顔を上げると、木々の間からオレンジ色の夕日が顔をのぞかせていて、その光りが思いのほか目に染み、思わず目を細める。
「ああ、もう夕方か……」
「そうみたいですね」
間宮さんもまた、同じく眩しい夕日に目を細めていて、あたしが課題をこなしている片手間に読んでいた文庫本をぱたりと閉じた。
そろそろ民宿に帰る時間だ。
晩ご飯の支度を手伝わなくちゃ。
「帰るか」
「はい。

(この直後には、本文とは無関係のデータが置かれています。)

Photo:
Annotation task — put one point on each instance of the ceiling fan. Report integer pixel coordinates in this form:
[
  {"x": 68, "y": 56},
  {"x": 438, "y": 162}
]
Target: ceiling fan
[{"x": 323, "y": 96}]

今日はしょうが焼き定食らしいです」
「お。久しぶりの肉」
間宮さんが文庫本を棚に戻しに行っている間に帰る支度を整え、一緒に図書館を出る。
途中、図書館に来るときに言ったことを思い出し、せめて今日のお礼をさせてほしい、と史料館に寄ろうと申し出たのだけれど、間宮さんは「どうせ柚子シャーベットだろ」と取り合ってはくれず、スタスタと先を行ってしまう。
その歩幅の大きいこと、大きいこと。
「待ってくださいよ……っ!」
「知らん。モタモタすんな」
「……」
どれだけお礼をされたくないのだろう、と、思わず呆れてしまうほどの頑ななまでの拒否ぶりに、何も言葉が出ないあたしだった。